Even when it comes to themselves. Between the age of two and three I am sure my daughter felt that going to sleep was ceasing to exist because she screamed at the last waking moment every night.
I have seen some fascinating programmes on TV about baby development. Lots of experiments with very young children.
Sending a crawling baby over a glass bridge - at what point do they realise the potential danger.
It’s becoming more common now to teach babies simple signs. They haven’t developed a vocabulary so can’t ask for a drink, but they can make a sign, which works better than just crying.
Screaming did not awaken her?
For the first several years of her life, my late cat, Vienna, never made eye contact, and didn’t respond to speech. We’d talk to her, and she acted like she was hearing random meaningless sounds. Then one day I said something to her, and I noticed a definite “aha” moment. She looked at me and finally understood that I was saying something to her.
Some people think that teaching sign language to babies is not a good idea, because it supposedly impairs their ability to speak. There is a LOT of evidence to the contrary, due to hearing babies born to deaf parents, or who learn ASL because of other deaf relatives.
No she was at the last point where she couldn’t stay awake any longer.
[Carson]
That is some weird, wild stuff. I did not know that!
[/Carson]
Seriously though: why do you think her screams indicated she was scared of ceasing existence every night? It could be she was asking for a drink of water or a bedtime story in the only way she knew how.
And wouldn’t you think a human child would eventually learn that getting sleepy in fact did not portend their death? You know, after the first 20 or 30 times? Wouldn’t they finally grok that Maureen McGovern was correct and indeed there’s got to be a morning after?
this reminds me of when my kitten finally caught that thing following him he went around in a circle and then jumped on it and then nipped it and then jumped with a meow as he realized for the first time that that thing actually belonged to him … he looked with an oh so cute but disgusted face at my mom like " why didn’t you stop/tell me these things, mommy? "
She never screamed like that during any other time. It was primal. She did eventually learn that it was just sleep, but there was a period when I believe she felt she was surrendering to the end. Just my feeling though.
Yeah, no aha moment for language but an ongoing process.

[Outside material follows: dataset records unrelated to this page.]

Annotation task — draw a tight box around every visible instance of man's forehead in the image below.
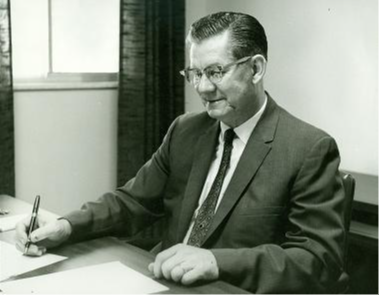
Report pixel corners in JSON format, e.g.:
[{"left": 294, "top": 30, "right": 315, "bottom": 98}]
[{"left": 189, "top": 31, "right": 233, "bottom": 68}]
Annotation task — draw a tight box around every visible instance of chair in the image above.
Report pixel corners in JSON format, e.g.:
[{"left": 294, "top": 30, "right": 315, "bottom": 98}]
[
  {"left": 336, "top": 171, "right": 355, "bottom": 295},
  {"left": 340, "top": 171, "right": 355, "bottom": 242}
]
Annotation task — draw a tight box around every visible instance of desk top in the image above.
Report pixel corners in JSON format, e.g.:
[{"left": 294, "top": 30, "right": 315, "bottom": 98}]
[{"left": 0, "top": 196, "right": 251, "bottom": 295}]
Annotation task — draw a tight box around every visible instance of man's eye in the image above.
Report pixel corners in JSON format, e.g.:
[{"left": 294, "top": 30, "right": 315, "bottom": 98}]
[
  {"left": 193, "top": 70, "right": 203, "bottom": 78},
  {"left": 208, "top": 69, "right": 223, "bottom": 78}
]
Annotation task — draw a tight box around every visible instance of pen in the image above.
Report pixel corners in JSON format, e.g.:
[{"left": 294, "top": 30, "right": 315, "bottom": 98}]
[{"left": 24, "top": 196, "right": 41, "bottom": 254}]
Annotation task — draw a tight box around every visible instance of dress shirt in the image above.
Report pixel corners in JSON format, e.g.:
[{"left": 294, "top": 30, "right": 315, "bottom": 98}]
[{"left": 183, "top": 97, "right": 267, "bottom": 244}]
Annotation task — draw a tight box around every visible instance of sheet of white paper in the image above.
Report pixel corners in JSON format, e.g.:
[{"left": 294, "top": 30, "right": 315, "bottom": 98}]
[
  {"left": 0, "top": 261, "right": 168, "bottom": 295},
  {"left": 0, "top": 241, "right": 67, "bottom": 281},
  {"left": 0, "top": 214, "right": 27, "bottom": 232}
]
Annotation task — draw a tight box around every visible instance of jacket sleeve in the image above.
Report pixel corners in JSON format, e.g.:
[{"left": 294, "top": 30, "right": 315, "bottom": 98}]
[
  {"left": 211, "top": 137, "right": 345, "bottom": 294},
  {"left": 63, "top": 120, "right": 177, "bottom": 240}
]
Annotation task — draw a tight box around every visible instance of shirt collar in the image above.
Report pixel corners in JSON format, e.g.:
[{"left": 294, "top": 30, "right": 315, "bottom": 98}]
[{"left": 220, "top": 95, "right": 267, "bottom": 145}]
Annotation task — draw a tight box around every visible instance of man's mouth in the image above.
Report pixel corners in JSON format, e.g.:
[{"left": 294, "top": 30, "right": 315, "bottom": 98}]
[{"left": 206, "top": 98, "right": 224, "bottom": 103}]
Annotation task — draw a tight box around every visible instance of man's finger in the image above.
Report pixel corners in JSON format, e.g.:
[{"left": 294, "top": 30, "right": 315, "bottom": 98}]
[
  {"left": 154, "top": 244, "right": 180, "bottom": 278},
  {"left": 30, "top": 225, "right": 56, "bottom": 243},
  {"left": 171, "top": 265, "right": 185, "bottom": 282},
  {"left": 161, "top": 251, "right": 184, "bottom": 280},
  {"left": 181, "top": 267, "right": 202, "bottom": 285}
]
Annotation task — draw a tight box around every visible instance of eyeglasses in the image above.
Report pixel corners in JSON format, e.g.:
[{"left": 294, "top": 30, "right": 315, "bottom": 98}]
[{"left": 180, "top": 56, "right": 252, "bottom": 87}]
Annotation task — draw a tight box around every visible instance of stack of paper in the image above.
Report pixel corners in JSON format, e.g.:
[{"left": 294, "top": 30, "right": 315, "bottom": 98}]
[
  {"left": 0, "top": 214, "right": 27, "bottom": 232},
  {"left": 0, "top": 261, "right": 168, "bottom": 295}
]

Some interesting little tidbits …
Baby speech sounds development first is focused on creating as wide of a variety of sounds as possible. Generally by nine months babies are making most sounds of all languages spoken on this planet. After that that they start to prune away sounds (and for that matter synapses involved in both the production and perception) that are not heard in the language around them.
Preverbal toddlers have private language that their caregivers do not understand. In one experiment a group of preverbal toddlers were introduced to toys they were unfamiliar with and recorded as they gibbered away playing with them. Days later they were put back in with the same toys again, and the same kids made the same “nonsense” sounds playing with the same toys again. The gibberish meant specific things to them.

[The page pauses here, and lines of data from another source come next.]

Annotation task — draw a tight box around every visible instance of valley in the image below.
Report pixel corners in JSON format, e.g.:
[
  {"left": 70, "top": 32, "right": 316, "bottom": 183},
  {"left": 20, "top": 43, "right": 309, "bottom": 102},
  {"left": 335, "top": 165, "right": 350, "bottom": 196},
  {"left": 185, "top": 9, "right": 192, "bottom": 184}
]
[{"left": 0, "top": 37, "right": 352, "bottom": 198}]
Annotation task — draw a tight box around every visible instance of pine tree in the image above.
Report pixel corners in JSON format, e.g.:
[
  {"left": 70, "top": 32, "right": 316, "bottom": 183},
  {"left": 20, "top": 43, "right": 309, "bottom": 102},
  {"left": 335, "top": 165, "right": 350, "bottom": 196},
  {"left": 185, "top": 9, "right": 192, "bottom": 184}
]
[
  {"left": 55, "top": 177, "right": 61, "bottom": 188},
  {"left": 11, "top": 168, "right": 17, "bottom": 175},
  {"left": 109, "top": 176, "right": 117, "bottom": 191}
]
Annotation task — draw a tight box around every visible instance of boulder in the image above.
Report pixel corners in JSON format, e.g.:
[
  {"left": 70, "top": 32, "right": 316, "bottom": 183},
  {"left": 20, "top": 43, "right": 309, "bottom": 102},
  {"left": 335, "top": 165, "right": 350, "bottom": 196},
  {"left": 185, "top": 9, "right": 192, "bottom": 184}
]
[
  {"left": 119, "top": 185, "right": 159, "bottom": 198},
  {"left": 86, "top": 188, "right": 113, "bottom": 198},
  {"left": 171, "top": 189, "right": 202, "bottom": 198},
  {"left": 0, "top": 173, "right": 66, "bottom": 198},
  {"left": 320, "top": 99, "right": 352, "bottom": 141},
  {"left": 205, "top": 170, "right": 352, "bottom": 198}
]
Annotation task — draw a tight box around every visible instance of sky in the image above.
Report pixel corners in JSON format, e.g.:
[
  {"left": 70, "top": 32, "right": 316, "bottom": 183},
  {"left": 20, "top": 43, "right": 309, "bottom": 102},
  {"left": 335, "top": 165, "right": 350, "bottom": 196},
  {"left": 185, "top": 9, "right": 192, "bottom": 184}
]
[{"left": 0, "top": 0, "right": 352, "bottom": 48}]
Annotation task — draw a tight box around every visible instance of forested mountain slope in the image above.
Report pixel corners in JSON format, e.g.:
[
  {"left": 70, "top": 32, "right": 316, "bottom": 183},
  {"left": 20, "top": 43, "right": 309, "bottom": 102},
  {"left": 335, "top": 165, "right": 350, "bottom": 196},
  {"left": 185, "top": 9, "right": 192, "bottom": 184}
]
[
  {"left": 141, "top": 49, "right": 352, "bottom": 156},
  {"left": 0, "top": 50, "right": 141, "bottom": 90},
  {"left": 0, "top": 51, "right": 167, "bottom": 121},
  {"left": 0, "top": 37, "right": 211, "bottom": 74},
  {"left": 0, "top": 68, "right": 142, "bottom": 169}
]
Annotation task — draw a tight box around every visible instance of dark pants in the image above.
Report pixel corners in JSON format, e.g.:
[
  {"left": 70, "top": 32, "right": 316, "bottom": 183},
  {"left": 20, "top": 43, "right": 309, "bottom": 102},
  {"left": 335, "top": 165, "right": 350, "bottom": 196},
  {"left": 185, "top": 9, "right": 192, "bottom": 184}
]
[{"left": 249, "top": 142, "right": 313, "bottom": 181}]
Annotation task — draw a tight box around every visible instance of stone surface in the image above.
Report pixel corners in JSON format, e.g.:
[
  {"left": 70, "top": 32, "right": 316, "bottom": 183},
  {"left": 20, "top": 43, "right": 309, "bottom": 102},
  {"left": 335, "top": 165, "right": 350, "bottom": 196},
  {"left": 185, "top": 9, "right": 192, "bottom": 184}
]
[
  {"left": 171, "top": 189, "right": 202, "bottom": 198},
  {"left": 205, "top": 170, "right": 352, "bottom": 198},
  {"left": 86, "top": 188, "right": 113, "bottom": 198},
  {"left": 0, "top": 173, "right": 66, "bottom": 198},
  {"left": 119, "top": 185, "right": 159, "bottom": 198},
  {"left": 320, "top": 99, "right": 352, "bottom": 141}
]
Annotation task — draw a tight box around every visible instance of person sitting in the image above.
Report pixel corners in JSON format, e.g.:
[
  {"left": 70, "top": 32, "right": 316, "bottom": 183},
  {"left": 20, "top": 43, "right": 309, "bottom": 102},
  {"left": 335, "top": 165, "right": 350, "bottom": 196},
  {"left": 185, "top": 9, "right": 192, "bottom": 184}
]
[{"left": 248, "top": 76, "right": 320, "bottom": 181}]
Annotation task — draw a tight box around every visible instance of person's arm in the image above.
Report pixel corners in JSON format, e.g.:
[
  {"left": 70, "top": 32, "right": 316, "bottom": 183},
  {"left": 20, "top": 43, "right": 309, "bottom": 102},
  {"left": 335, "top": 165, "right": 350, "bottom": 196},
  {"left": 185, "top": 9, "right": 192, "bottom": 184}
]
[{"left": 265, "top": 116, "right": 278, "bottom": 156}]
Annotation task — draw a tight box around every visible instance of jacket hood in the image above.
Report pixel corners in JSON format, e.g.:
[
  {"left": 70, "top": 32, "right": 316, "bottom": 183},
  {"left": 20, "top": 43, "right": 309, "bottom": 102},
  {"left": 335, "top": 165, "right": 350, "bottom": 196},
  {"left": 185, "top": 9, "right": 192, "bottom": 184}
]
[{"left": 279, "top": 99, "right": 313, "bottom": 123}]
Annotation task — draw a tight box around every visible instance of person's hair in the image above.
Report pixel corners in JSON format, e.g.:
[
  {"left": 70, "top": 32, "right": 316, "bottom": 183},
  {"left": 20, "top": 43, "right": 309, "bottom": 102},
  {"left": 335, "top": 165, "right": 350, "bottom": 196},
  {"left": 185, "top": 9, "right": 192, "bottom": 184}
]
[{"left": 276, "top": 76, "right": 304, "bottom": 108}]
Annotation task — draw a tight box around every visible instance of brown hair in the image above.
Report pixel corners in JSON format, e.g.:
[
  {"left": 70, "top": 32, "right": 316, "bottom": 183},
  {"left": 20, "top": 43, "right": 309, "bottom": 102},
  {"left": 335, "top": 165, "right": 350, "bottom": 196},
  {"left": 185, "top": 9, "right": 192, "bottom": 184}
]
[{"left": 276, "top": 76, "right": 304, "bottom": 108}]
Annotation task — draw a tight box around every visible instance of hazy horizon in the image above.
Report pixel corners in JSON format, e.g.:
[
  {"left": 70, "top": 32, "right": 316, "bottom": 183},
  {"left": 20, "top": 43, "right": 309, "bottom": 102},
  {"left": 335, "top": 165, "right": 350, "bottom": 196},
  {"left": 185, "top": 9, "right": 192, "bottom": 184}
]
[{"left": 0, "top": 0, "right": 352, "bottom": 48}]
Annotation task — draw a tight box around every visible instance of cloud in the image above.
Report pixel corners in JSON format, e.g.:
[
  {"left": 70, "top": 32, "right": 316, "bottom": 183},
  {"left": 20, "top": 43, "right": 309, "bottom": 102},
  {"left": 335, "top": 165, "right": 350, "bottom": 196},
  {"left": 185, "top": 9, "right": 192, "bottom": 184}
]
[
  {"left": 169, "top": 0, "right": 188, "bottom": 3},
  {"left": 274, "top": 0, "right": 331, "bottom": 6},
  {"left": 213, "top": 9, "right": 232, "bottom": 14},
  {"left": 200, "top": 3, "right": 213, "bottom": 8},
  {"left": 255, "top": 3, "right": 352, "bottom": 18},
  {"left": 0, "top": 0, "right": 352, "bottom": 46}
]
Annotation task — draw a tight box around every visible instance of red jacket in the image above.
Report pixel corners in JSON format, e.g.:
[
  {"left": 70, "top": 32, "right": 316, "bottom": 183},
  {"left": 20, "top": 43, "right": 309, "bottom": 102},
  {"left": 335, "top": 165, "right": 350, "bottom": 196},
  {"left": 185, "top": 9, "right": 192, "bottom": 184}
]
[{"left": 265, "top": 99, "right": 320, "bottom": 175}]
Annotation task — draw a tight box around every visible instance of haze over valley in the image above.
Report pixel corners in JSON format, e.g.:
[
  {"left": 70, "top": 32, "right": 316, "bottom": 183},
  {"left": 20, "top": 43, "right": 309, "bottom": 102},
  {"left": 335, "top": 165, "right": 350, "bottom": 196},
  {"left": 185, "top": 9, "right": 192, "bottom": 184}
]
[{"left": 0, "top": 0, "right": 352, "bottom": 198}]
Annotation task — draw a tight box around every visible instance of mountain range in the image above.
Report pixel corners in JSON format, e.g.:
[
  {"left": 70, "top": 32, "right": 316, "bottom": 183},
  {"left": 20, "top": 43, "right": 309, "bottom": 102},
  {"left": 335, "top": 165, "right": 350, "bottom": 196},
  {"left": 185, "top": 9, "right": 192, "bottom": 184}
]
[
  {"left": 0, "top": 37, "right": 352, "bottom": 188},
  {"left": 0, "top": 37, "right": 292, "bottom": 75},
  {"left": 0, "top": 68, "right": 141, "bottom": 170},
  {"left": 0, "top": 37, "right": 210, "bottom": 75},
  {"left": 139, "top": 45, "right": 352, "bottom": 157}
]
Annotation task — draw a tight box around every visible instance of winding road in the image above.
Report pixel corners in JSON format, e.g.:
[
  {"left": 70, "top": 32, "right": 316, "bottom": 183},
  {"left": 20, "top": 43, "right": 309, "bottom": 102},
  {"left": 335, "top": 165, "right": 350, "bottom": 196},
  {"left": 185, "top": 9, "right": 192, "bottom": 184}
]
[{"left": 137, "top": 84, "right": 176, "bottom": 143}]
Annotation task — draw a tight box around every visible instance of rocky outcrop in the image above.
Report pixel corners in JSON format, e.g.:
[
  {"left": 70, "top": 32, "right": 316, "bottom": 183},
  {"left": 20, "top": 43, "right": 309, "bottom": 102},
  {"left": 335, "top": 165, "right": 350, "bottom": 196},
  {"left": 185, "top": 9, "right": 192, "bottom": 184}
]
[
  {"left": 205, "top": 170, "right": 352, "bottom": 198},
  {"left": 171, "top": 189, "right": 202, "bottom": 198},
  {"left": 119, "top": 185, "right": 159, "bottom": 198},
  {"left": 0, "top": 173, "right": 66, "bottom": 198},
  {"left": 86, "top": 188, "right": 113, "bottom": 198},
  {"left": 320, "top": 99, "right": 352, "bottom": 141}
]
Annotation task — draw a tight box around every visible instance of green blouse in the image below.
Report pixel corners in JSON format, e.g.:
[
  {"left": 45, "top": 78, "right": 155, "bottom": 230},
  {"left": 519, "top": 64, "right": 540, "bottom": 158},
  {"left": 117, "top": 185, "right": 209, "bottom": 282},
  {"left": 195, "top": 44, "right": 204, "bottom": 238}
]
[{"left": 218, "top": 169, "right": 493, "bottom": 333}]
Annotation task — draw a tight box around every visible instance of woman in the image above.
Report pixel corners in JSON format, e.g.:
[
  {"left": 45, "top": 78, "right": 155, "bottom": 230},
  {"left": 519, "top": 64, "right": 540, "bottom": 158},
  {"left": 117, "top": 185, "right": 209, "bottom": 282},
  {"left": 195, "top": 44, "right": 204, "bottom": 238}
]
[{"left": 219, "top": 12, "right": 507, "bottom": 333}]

On object permanence - it is typically between 6 to 9 months and can be thought of as having the ability to imagine something in the mind when it is no longer actually there. The major day to day ways it manifests are separation anxiety (now that baby can call up your face without you there they can miss you not actually being there); peek-a-boo (testing out that indeed you are still there, you ARE! COOL!); and stranger awareness (“I’m thinking of every face I know and buddy, you aint one of them.”)

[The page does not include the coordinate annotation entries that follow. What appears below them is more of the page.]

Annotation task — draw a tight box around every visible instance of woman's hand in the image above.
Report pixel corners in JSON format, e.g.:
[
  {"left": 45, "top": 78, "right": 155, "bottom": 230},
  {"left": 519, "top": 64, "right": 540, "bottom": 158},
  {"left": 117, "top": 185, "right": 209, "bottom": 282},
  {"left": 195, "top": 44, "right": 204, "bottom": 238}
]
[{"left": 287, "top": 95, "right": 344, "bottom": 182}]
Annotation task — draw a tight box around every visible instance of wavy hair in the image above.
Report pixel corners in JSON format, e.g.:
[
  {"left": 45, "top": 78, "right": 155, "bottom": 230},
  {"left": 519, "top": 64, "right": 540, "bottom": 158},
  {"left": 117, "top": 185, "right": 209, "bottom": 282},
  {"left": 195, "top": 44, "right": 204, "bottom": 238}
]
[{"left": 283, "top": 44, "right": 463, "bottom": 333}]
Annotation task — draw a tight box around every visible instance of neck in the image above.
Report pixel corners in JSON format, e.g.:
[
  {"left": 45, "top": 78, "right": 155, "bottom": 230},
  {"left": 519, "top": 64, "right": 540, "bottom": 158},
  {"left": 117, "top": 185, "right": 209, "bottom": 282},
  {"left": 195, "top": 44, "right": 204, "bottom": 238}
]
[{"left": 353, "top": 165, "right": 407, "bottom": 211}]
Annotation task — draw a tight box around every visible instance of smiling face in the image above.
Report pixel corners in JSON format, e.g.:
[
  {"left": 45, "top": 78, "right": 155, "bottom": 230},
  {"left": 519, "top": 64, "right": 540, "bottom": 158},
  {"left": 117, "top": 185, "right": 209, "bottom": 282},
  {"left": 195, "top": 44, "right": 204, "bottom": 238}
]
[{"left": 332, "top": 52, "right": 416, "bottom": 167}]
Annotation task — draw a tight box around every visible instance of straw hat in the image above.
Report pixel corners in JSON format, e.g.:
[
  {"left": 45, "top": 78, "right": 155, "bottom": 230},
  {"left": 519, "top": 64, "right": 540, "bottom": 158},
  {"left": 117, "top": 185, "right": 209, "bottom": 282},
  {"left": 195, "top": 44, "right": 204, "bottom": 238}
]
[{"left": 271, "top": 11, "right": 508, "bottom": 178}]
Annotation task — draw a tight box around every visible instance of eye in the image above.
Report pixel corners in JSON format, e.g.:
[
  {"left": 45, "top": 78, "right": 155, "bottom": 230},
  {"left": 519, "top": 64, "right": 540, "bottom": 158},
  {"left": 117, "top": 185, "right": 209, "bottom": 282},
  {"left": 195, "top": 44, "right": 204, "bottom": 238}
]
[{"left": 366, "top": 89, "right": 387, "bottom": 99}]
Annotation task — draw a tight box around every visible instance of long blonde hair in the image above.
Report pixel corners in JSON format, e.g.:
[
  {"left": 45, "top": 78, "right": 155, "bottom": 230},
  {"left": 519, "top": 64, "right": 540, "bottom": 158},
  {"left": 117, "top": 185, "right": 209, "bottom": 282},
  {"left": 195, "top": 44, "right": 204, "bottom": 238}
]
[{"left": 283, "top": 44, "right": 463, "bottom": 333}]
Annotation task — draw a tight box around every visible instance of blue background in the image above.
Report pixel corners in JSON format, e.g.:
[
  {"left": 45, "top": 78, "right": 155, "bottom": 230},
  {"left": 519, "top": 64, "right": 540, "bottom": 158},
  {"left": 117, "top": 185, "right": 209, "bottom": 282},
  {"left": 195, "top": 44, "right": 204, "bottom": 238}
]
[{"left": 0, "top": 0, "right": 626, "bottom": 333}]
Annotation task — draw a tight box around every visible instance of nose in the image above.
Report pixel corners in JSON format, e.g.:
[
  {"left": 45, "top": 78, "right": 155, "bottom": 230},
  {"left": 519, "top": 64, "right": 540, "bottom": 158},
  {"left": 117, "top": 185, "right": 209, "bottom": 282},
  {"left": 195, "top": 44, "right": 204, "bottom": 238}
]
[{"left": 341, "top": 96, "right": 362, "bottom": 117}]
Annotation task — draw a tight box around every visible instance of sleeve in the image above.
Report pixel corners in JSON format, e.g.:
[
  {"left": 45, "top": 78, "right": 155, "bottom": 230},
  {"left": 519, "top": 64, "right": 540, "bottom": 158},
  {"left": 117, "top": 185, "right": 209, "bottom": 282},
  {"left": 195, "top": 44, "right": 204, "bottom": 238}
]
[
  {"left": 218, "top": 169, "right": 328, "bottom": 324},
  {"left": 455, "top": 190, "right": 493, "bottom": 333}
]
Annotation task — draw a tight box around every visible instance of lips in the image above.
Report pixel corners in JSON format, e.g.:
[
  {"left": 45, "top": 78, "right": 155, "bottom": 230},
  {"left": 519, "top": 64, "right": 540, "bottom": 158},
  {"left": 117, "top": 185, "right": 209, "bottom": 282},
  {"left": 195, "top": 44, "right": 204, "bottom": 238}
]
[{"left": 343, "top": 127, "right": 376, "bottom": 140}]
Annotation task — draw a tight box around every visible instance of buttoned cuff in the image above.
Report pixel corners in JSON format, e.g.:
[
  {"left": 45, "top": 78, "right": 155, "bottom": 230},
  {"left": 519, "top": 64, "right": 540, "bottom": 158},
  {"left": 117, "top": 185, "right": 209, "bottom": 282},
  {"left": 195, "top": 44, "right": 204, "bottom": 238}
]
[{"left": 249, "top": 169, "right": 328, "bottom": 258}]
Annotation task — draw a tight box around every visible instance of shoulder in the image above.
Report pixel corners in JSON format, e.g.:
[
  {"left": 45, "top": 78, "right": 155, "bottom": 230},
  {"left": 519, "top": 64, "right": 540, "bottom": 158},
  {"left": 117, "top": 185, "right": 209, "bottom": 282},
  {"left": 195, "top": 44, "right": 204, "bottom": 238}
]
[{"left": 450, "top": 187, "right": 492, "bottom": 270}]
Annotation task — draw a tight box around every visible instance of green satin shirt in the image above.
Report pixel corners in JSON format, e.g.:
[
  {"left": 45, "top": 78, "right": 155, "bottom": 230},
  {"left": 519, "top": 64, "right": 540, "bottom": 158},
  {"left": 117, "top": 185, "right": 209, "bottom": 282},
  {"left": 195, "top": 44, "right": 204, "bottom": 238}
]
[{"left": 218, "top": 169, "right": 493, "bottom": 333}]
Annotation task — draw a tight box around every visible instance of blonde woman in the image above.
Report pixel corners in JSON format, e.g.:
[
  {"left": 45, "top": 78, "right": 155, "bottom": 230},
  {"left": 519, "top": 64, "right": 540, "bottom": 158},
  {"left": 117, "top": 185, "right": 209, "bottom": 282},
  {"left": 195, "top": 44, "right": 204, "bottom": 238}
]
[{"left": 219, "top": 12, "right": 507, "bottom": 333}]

And the mirror test is a classic of child psychology. Most kids pass it around 20 to 24 months.
Both as a parent and now as a teacher, it’s interesting to see children get little ah ha moments where they suddenly “get” something they hadn’t understood before.
OTOH, one big difference between Helen Keller and normal children is that most children are often aware of things before they can do it themselves. For example, parents read children stories and while they can’t read themselves yet, they are aware that there is this reading thing where those funny things are words with meaning. Kids will pretend to read themselves before they can actually do it.
When my brother’s children were little, they would give me a book to read to them. They don’t seem to be paying attention so I tried going off script (telling some story other than what was in front of me) and wow they noticed immediately.
Humans are pattern monkeys, we remember patterns. It seems to play an important part in memory, knowing what flows from what. This is why, for example, prompting an actor with the first few words will help them remember their lines; why there are people who famously could recite the Bible or Quran from memory. The books from Greek history like the Iliad and Odyssey were famously recited by bards from memory for centuries before they were written down.
So kids will have memorized the stories they hear over and over. They may not be able to recite them from memory, but they have already learned well enough that they can tell when something is not the same. And… as anyone who has been around young children for any length of time will have noticed, they love the repetition aspect of some activities…
A feature of young children that often fools adults is that they take a while to learn the convention that when you’re paying attention to a speaker you’re expected to give frequent feedback (glances / nods / etc.) indicating this. When they seem to direct their attention elsewhere, the adult is fooled into believing they aren’t listening.
As I remember, the baby on my lap was looking around the room, apparently not paying attention to the book I was reading from. But as soon as I went off script, their head whipped round and they looked right at me. It was hilarious.